Confira as notícias corporativas que vão agitar o mercado na volta do feriado

Agência do itaú
(Divulgação)

SÃO PAULO - Na volta do feriado, em dia que promete ser de baixa para as blue chips por conta da queda dos ADRs na última quarta-feira, o mercado ainda repercute um noticiário corporativo movimentado, com destaque para recomendações de ações. Confira os destaques da Bovespa nesta quinta-feira (3): 

Itaú Unibanco (ITUB4)
O Santander rebaixou a recomendação para as ações do Itaú Unibanco de compra para manutenção, introduzindo um novo preço-alvo para 2017 de R$ 44,00, ante R$ 30,00 em 2016. "Nós atualizamos nossos números após a divulgação dos resultados do terceiro trimestre e, dado o forte desempenho das ações no último ano (26% de desempenho acima do Ibovespa), vemos uma valorização limitada dos níveis atuais e, portanto, estamos reduzindo nossa recomendação. Acreditamos que o potencial do banco em implementar iniciativas para reduzir o capital (maior pagamento de dividendos, recompra de ações agressivas, fusões e aquisições) são fundamentais e precisam ser cuidadosamente monitorados, já que podem impulsionar uma alta adicional caso se concretizem", afirmam os analistas.

Fleury (FLRY3)
Por outro lado, o Santander elevou a recomendação para as ações da Fleury de neutra para compra, elevando o preço-alvo para 2017 de R$ 37,00 para R$ 49,00. "Estamos com uma visão mais bullish com Fleury, pois acreditamos que a melhora no desempenho operacional da empresa, mais uma vez demonstrada por seus últimos resultados trimestrais, é sustentável e que o guidance ainda a ser divulgado pode levar a ainda mais revisões para cima. Apesar do desempenho robusto da ação no acumulado do ano, temos expectativa de uma valorização adicional", afirmaram os analistas. 

Rumo (RUMO3)
A Brasil Plural rebaixou a recomendação para as ações da Rumo para equalweight após a alta de 180% dos papéis desde o aumento de capital. O preço-alvo para 2017 é de R$ 6,50 por ação.  

Arezzo (ARZZ3)
A Arezzo registrou lucro líquido de R$ 35,44 milhões no terceiro trimestre de 2016, uma queda de 1,8% na comparação com os R$ 36,08 milhões registrados no mesmo período do ano passado. A receita líquida, por sua vez, avançou 10,1%, a R$ 346,941, ante R$ 315,068 registrados entre julho e setembro de 2015. 

O Ebitda, por sua vez, avançou 12,5%, somando R$ 55,896 milhões, enquanto a margem Ebitda teve alta de 0,3 ponto percentual, para 16,1%. Segundo o BTG, o resultado foi bom, em linha com o esperado. 

Vale (VALE3;VALE5)
O presidente-executivo da Vale, Murilo Ferreira, disse na quarta-feira que a mineradora está tentando reduzir sua dívida para entre 15 bilhões e 17 bilhões de dólares até o final de 2017, uma pequena revisão da previsão anterior.
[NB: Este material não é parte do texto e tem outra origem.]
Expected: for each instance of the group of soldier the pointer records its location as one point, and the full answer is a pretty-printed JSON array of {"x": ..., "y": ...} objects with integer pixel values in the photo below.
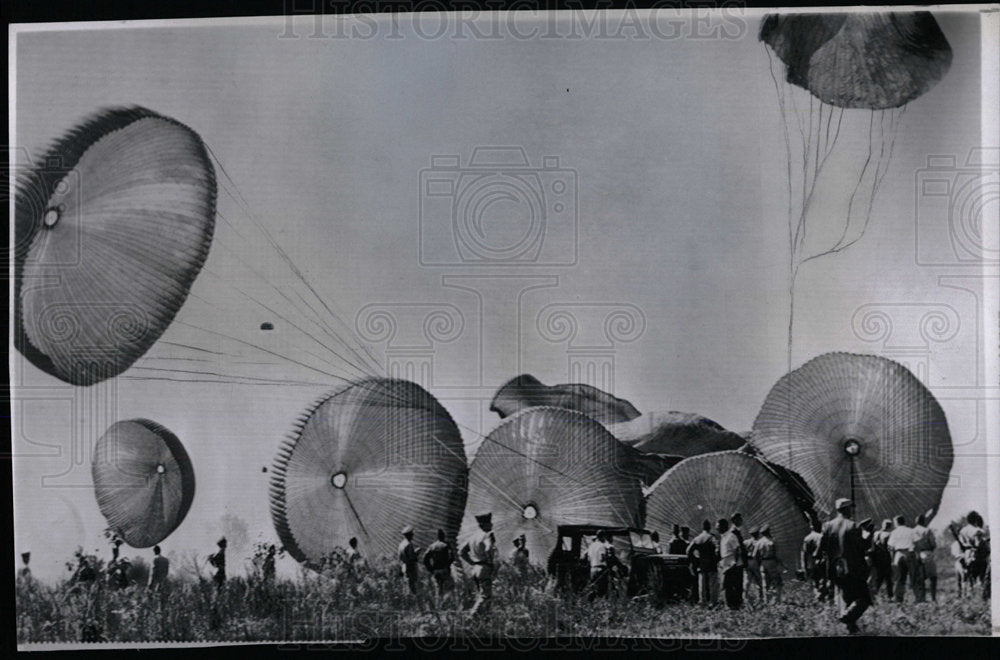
[
  {"x": 729, "y": 561},
  {"x": 848, "y": 562},
  {"x": 480, "y": 553}
]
Assim como o resto da indústria de mineração, a Vale foi duramente atingida por um colapso dos preços das commodities no ano passado, mas o impacto foi ampliado pelo rompimento de uma barragem no Brasil, parte do empreendimento Samarco que opera em conjunto com a BHP Billiton.
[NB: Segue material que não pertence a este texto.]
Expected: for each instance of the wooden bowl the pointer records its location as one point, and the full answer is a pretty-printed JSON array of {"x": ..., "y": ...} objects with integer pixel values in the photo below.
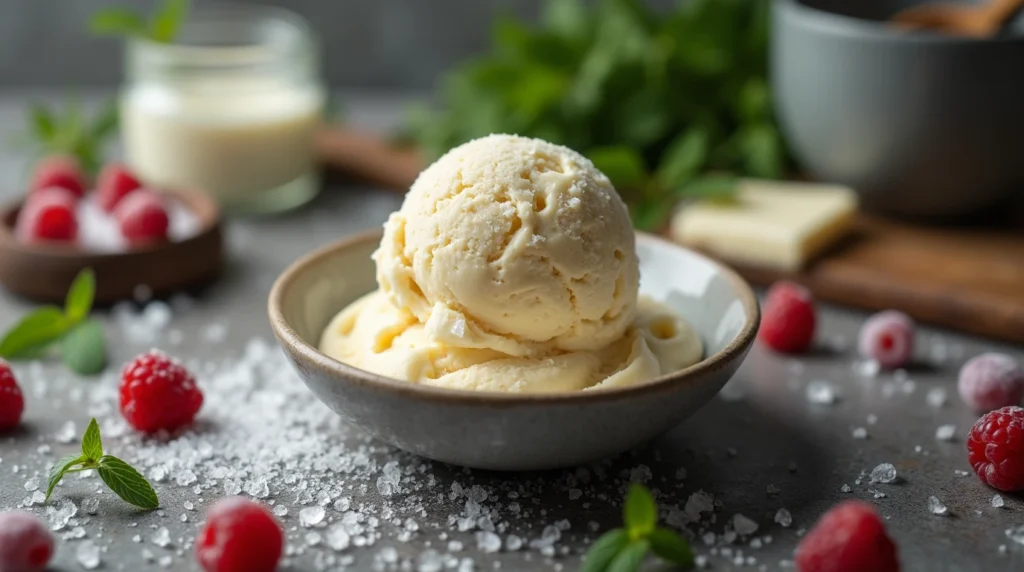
[{"x": 44, "y": 272}]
Em outubro, a Vale informou um lucro no terceiro trimestre e queda da sua dívida líquida em 1,5 bilhão ante o segundo trimestre, para 25,97 bilhões de dólares, enquanto a projeção da companhia apontava uma redução da dívida líquida para 15 bilhões de dólares em meados de 2017, principalmente por meio de vendas de ativos. Falando em uma conferência da Bloomberg ontem, Ferreira também disse que estava mudando o foco para aumentar as margens de lucro, em vez de maior produção.

Petrobras (PETR3;PETR4)
O Tribunal Federal de Apelações de Nova York para o Segundo Circuito não deu um prazo determinado para decidir sobre os rumos de uma bilionária ação coletiva aberta por investidores dos Estados Unidos contra a Petrobrás. Ontem foi realizada a primeira audiência do caso, e a empresa brasileira argumentou que é difícil determinar o tamanho do grupo de aplicadores em papéis e bônus da companhia no mercado norte-americano.

A audiência durou 50 minutos e foi realizada em uma sala lotada, com vários presentes tendo de ser acomodados em outra sala, acompanhando por um vídeo. A Petrobrás foi a última de seis audiências marcadas para a manhã de ontem na Corte. Três juízes ouviram os advogados da Petrobrás, dos bancos que cuidaram da emissão de papéis da empresa no mercado internacional e do representante dos fundos que processam a empresa brasileira, acusada de divulgar informações “falsas e enganosas” sobre a corrupção na empresa investigada pela Operação Lava Jato.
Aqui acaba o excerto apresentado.